@FBM,
Quote:Darwinism is still the go-to until it gets unequivocally supplanted.
Well, I'm certainly no expert in the field, but I do read about it some. Farmer is kinda old school, I think, and he's not alone, but, that said, I think the newer generations of evolutionary scientists have pretty much completely rejected the doctrinaire "modern synthesis theory" that absolutely dominated in, say, 1950 or 1960.
I don't mean they have rejected everything discovered, or theorized at that time, but, truth be told, Neo-Darwinism was as much (probably moreso) an ideological doctrine as it was "science," and they don't share the ideological commitments.

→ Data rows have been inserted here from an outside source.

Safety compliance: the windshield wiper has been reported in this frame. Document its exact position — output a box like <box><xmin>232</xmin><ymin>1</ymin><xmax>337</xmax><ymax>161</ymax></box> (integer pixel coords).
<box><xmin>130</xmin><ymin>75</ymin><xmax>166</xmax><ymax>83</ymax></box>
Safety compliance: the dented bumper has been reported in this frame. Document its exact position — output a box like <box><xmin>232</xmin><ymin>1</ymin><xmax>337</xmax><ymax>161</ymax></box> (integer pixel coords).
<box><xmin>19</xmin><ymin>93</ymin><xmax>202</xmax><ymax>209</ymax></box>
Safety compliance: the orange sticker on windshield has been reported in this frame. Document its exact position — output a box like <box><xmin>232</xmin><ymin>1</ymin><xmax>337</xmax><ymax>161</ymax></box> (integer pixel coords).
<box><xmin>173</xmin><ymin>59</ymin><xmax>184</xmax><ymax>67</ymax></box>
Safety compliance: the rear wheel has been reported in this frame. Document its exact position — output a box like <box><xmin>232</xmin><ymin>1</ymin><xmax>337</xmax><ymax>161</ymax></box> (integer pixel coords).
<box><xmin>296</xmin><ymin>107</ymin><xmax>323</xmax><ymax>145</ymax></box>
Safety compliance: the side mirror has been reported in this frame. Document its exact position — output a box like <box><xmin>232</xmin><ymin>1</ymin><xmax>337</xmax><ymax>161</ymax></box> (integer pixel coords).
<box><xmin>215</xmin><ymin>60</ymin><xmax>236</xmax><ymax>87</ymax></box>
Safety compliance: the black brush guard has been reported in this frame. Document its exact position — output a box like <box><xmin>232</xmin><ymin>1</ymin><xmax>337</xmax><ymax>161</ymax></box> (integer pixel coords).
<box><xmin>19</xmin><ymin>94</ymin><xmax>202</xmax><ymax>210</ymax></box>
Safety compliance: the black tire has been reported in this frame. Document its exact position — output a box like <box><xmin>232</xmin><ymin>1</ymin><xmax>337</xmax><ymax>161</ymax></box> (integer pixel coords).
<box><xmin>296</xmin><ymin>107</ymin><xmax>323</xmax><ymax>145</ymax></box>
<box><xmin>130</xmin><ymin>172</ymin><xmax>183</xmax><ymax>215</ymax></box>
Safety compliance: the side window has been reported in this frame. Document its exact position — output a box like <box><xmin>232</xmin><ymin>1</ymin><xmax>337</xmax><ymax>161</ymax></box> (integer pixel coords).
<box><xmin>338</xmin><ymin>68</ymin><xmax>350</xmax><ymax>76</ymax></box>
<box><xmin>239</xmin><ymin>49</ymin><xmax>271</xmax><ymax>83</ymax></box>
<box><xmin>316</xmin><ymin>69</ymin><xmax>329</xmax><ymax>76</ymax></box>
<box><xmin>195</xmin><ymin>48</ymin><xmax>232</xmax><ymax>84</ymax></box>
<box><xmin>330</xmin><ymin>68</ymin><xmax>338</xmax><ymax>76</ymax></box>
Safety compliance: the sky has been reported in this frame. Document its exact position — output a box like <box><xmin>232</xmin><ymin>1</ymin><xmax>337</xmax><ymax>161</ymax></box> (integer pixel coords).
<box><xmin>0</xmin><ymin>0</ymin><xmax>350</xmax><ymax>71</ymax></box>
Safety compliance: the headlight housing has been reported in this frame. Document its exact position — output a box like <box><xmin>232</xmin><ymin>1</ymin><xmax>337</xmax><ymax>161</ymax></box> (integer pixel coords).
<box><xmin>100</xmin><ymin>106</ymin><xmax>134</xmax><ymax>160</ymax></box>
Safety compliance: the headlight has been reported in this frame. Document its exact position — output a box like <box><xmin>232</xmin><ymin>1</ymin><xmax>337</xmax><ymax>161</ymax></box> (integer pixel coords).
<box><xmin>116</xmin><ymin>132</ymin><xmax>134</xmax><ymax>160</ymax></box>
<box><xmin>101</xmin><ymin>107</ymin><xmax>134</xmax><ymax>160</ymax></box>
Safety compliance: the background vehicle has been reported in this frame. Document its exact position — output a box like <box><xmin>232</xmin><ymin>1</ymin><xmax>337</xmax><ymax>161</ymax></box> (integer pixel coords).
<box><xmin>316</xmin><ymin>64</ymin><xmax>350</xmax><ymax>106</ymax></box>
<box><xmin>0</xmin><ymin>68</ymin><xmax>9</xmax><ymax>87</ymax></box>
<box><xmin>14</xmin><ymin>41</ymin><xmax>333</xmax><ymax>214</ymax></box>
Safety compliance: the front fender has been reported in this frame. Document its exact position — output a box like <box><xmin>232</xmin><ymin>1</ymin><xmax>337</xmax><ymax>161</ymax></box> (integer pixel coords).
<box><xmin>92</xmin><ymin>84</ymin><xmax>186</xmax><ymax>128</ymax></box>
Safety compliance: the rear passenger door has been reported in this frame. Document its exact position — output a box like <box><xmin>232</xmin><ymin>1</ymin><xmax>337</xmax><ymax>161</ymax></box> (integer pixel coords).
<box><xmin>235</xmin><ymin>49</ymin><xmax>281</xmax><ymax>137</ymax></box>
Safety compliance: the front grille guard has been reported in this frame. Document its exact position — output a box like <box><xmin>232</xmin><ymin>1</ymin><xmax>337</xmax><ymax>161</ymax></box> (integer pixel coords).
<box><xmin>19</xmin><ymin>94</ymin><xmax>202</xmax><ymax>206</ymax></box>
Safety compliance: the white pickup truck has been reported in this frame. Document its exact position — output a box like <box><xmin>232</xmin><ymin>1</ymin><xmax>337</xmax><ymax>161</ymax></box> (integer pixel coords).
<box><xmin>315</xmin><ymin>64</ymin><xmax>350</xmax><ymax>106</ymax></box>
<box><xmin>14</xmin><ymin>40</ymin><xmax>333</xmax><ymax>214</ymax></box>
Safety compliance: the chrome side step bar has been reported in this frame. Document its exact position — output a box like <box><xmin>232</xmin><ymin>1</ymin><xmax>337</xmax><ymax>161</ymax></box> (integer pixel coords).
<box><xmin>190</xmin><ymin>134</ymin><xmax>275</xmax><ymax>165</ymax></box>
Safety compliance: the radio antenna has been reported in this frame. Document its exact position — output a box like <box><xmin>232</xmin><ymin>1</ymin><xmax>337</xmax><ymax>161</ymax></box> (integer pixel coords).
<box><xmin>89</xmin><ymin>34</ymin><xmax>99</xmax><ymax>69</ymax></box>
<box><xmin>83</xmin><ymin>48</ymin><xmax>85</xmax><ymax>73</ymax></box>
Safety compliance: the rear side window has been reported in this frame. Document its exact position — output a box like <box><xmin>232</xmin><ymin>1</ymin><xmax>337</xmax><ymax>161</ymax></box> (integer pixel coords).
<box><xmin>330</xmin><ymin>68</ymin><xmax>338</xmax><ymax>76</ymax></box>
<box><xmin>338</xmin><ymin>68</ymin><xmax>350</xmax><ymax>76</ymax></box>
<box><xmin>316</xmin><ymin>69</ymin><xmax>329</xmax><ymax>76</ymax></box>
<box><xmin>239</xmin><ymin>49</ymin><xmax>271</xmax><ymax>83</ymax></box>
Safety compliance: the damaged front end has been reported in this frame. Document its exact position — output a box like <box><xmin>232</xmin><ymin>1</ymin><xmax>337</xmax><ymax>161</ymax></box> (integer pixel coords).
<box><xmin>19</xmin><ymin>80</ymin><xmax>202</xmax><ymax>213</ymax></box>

There have been so many discoveries made since then, ones that the Neo-Darwinists initially tried to deny, suppress, and disparage, that the old doctrines just don't allow for. Someone (maybe Kuhn) said that, in science, established paradigms don't end until every prominent scientist who adheres to them, out of inertia and habit, has died.
I think you need to look at the up and coming theorists if you're trying to predict the direction in which evolutionary theory is, and will be, moving. The less "political" one amongst them can't be downright contemptuous of the hard-line, dogmatic Neo-Darwinists.
The field is turning out to be much more complex than the "truth" claimed to have been established by Neo-Darwinism theory ever thought it could be.